Energetics of mesoscale cell turbulence in two-dimensional monolayers

Investigation of energy mechanisms at the collective cell scale is a challenge for understanding various biological processes, such as embryonic development and tumor metastasis. Here we investigate the energetics of self-sustained mesoscale turbulence in confluent two-dimensional (2D) cell monolayers. We find that the kinetic energy and enstrophy of collective cell flows in both epithelial and non-epithelial cell monolayers collapse to a family of probability density functions, which follow the q-Gaussian distribution rather than the Maxwell-Boltzmann distribution. The enstrophy scales linearly with the kinetic energy as the monolayer matures. The energy spectra exhibit a power-decaying law at large wavenumbers, with a scaling exponent markedly different from that in the classical 2D Kolmogorov-Kraichnan turbulence.
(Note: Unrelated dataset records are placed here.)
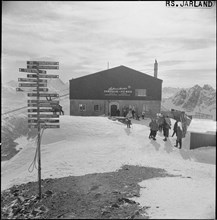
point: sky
(89, 36)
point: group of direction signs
(40, 112)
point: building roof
(118, 69)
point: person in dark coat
(128, 122)
(143, 115)
(175, 128)
(166, 127)
(153, 129)
(133, 113)
(179, 135)
(118, 112)
(124, 112)
(160, 122)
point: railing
(24, 107)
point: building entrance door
(113, 110)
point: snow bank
(85, 145)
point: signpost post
(40, 120)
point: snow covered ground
(96, 144)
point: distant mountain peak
(208, 87)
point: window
(82, 107)
(96, 108)
(140, 92)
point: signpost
(39, 105)
(42, 63)
(32, 84)
(32, 80)
(42, 67)
(42, 76)
(43, 101)
(43, 94)
(43, 121)
(31, 70)
(44, 126)
(43, 116)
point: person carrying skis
(166, 127)
(153, 128)
(179, 135)
(175, 128)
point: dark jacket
(175, 126)
(153, 125)
(179, 132)
(167, 124)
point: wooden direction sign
(43, 116)
(31, 80)
(42, 67)
(19, 90)
(40, 110)
(42, 63)
(42, 76)
(31, 70)
(43, 94)
(32, 84)
(43, 121)
(44, 126)
(41, 90)
(41, 104)
(43, 101)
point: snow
(86, 145)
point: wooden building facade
(122, 88)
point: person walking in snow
(175, 128)
(128, 122)
(166, 127)
(153, 128)
(179, 135)
(143, 115)
(160, 122)
(118, 112)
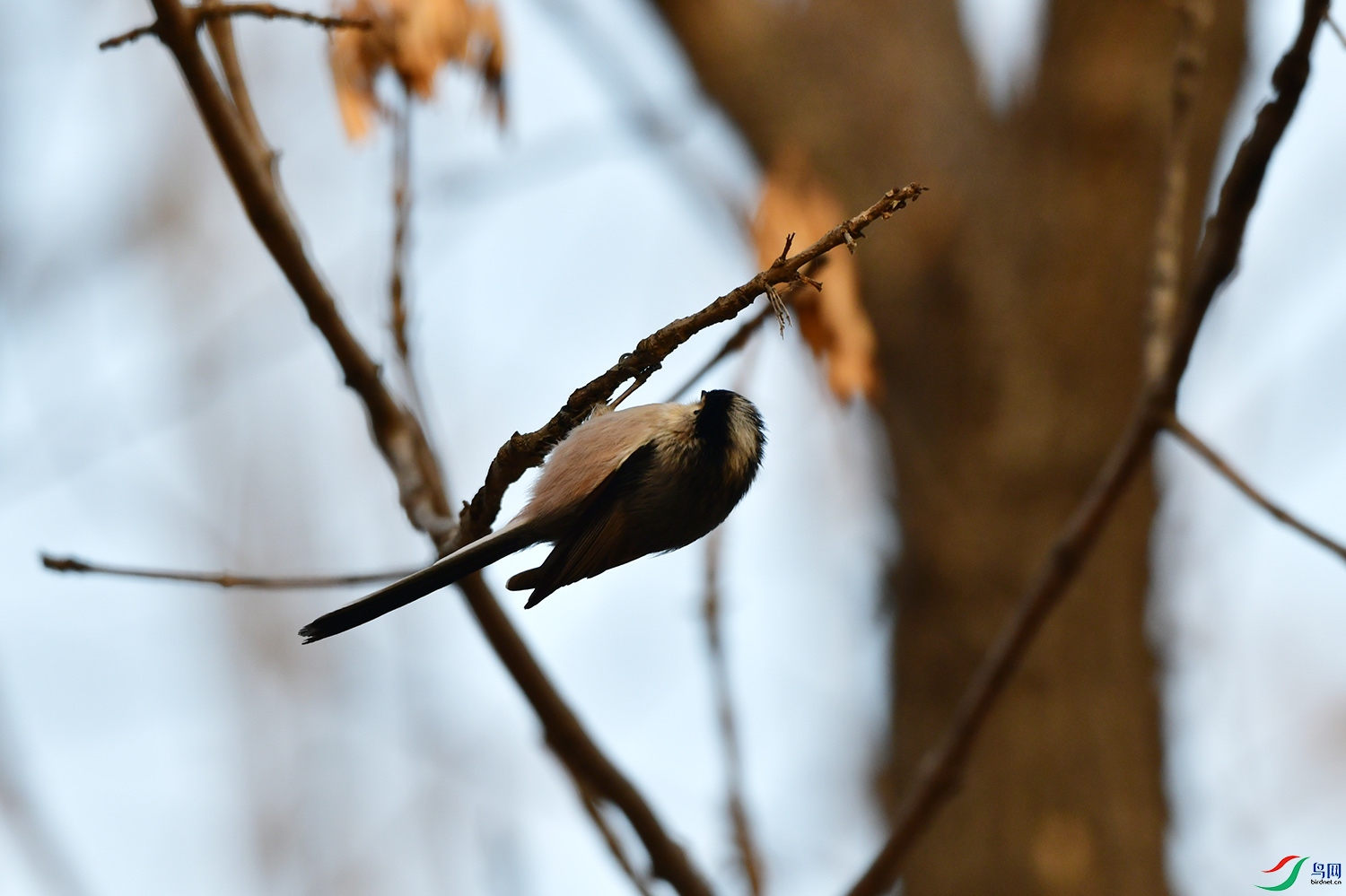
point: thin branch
(223, 578)
(1194, 18)
(740, 336)
(401, 237)
(745, 842)
(221, 30)
(1222, 467)
(940, 770)
(595, 812)
(406, 451)
(731, 344)
(1332, 23)
(401, 218)
(525, 451)
(207, 11)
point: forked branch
(206, 13)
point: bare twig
(401, 236)
(401, 217)
(1194, 19)
(940, 769)
(206, 13)
(525, 451)
(731, 344)
(221, 30)
(745, 844)
(1222, 467)
(740, 336)
(1332, 23)
(223, 578)
(594, 809)
(740, 825)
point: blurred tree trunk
(1010, 306)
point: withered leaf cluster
(832, 322)
(412, 38)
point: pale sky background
(163, 401)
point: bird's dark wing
(600, 538)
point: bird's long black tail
(438, 575)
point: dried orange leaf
(832, 322)
(414, 38)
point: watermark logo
(1319, 872)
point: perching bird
(622, 484)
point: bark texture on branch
(1010, 315)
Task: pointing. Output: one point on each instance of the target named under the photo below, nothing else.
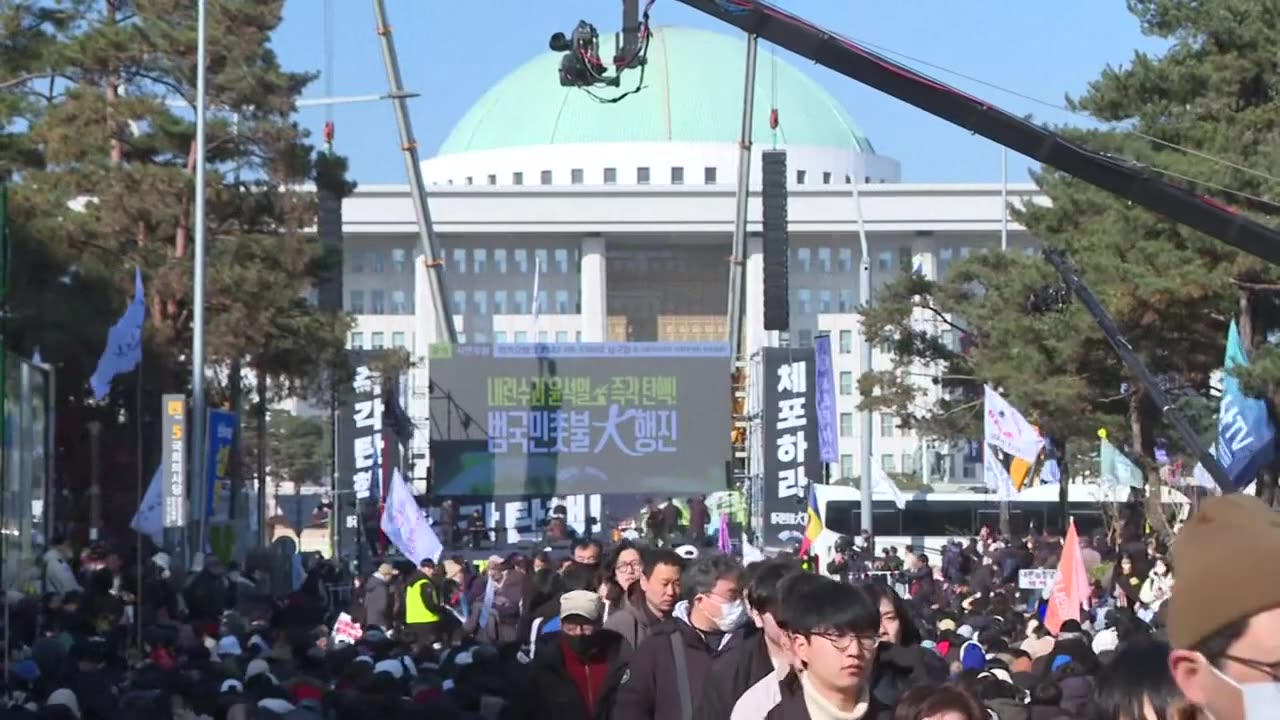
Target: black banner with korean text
(791, 458)
(536, 420)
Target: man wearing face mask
(1224, 615)
(670, 669)
(576, 671)
(764, 651)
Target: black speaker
(776, 244)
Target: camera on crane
(581, 65)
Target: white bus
(929, 519)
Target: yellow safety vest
(415, 610)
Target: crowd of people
(634, 632)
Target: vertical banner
(791, 458)
(368, 454)
(223, 425)
(824, 395)
(173, 427)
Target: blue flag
(1246, 434)
(123, 351)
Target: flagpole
(197, 323)
(137, 596)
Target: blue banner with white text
(1246, 434)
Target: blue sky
(451, 51)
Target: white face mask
(732, 615)
(1257, 700)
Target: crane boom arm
(1120, 178)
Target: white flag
(883, 487)
(123, 349)
(1005, 428)
(149, 519)
(406, 525)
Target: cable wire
(1112, 124)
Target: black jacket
(732, 675)
(652, 689)
(548, 692)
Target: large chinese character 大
(617, 417)
(792, 377)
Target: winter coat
(652, 689)
(549, 692)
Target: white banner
(406, 525)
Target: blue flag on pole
(1246, 434)
(123, 349)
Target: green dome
(693, 94)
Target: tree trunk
(261, 458)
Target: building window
(823, 259)
(885, 260)
(803, 259)
(845, 259)
(804, 301)
(887, 424)
(846, 301)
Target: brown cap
(1219, 583)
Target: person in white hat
(579, 668)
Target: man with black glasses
(1224, 616)
(833, 630)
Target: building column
(753, 317)
(593, 286)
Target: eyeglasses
(1271, 669)
(841, 642)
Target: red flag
(1070, 587)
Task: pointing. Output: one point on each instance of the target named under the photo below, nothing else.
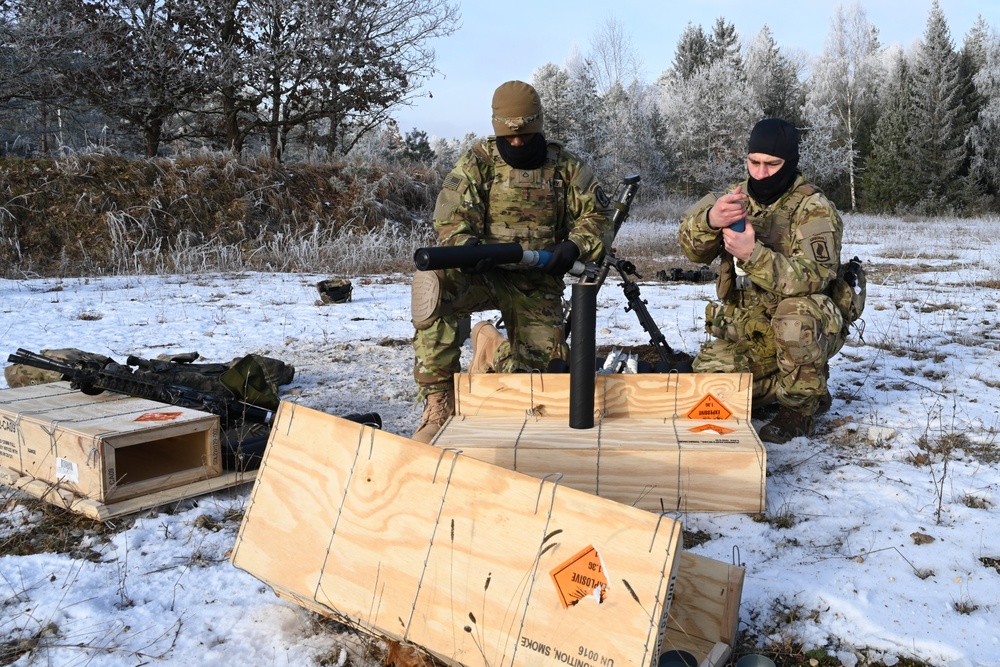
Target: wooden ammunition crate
(704, 613)
(478, 565)
(660, 442)
(87, 452)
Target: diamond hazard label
(158, 416)
(579, 577)
(721, 430)
(709, 408)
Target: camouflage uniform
(778, 321)
(484, 198)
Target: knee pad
(425, 298)
(798, 338)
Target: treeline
(884, 129)
(232, 75)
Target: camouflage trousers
(532, 309)
(787, 352)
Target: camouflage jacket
(797, 251)
(485, 198)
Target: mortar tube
(583, 363)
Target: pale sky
(500, 41)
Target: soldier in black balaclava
(775, 317)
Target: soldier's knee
(798, 333)
(425, 299)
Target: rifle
(92, 378)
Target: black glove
(482, 266)
(563, 256)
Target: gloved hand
(482, 266)
(563, 256)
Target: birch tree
(846, 79)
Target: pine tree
(938, 138)
(724, 44)
(556, 92)
(887, 180)
(971, 60)
(710, 116)
(984, 137)
(773, 78)
(692, 52)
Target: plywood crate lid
(677, 442)
(477, 564)
(698, 396)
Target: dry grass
(98, 214)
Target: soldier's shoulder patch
(602, 197)
(821, 249)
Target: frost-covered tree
(555, 89)
(710, 116)
(773, 78)
(724, 43)
(888, 183)
(984, 137)
(634, 142)
(692, 52)
(823, 157)
(613, 59)
(937, 138)
(846, 79)
(972, 58)
(134, 60)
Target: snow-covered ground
(880, 539)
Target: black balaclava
(774, 136)
(529, 156)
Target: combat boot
(825, 403)
(787, 424)
(438, 408)
(486, 340)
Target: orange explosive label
(709, 408)
(579, 577)
(721, 430)
(158, 416)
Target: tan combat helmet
(517, 109)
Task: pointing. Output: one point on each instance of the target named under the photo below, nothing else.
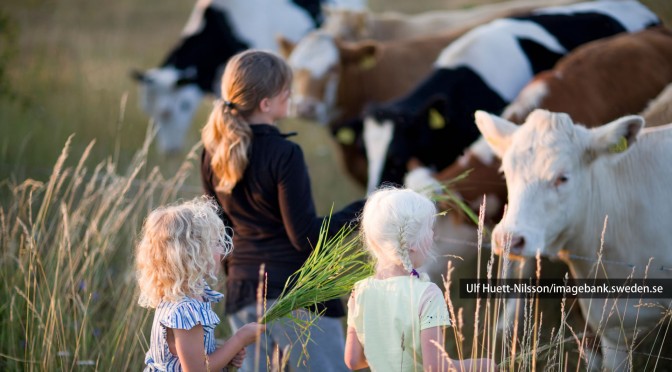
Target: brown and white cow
(608, 78)
(350, 24)
(365, 71)
(611, 77)
(659, 111)
(598, 82)
(564, 180)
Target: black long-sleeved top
(273, 216)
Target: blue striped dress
(183, 314)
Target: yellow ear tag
(346, 136)
(368, 62)
(436, 120)
(620, 146)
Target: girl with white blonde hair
(180, 247)
(396, 318)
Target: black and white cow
(216, 30)
(483, 70)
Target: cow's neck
(207, 50)
(637, 215)
(350, 97)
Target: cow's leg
(614, 356)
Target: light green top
(388, 316)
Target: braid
(402, 249)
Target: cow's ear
(138, 75)
(285, 46)
(362, 54)
(496, 131)
(615, 137)
(436, 112)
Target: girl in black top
(261, 181)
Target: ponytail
(249, 77)
(227, 136)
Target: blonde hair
(394, 221)
(176, 249)
(249, 77)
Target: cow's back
(607, 78)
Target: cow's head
(393, 134)
(170, 97)
(317, 61)
(548, 163)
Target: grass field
(67, 296)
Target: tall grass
(67, 292)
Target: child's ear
(264, 105)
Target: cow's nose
(516, 241)
(306, 109)
(165, 116)
(517, 244)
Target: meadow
(78, 174)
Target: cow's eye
(560, 180)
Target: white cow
(563, 181)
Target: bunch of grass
(330, 272)
(67, 285)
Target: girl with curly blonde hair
(180, 247)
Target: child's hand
(237, 360)
(250, 332)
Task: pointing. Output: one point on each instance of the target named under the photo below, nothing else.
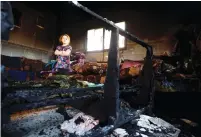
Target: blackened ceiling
(190, 10)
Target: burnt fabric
(11, 62)
(7, 22)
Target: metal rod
(121, 31)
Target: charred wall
(155, 29)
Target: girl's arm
(66, 53)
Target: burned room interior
(100, 69)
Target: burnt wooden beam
(111, 87)
(111, 24)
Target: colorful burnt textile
(63, 62)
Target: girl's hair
(60, 38)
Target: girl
(63, 54)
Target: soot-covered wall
(156, 28)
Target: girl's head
(64, 39)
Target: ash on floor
(48, 124)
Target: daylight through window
(95, 38)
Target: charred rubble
(97, 109)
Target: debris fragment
(79, 124)
(119, 132)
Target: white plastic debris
(87, 123)
(143, 135)
(75, 2)
(142, 129)
(119, 132)
(156, 124)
These energetic features are demonstrated to be common for all cell types on various substrates with a wide range of stiffness. This study provides unique clues to understand active natures of cell population and tissues. Understanding the mechanisms underlying collective motion in cells is central to understanding tissue development as well as the emergence of several pathologies. Here, the authors study the mesoscale turbulence of confluent cell monolayers through a combined experimental and numerical approach, finding that energetic statistics are independent of cell types and substrate stiffness.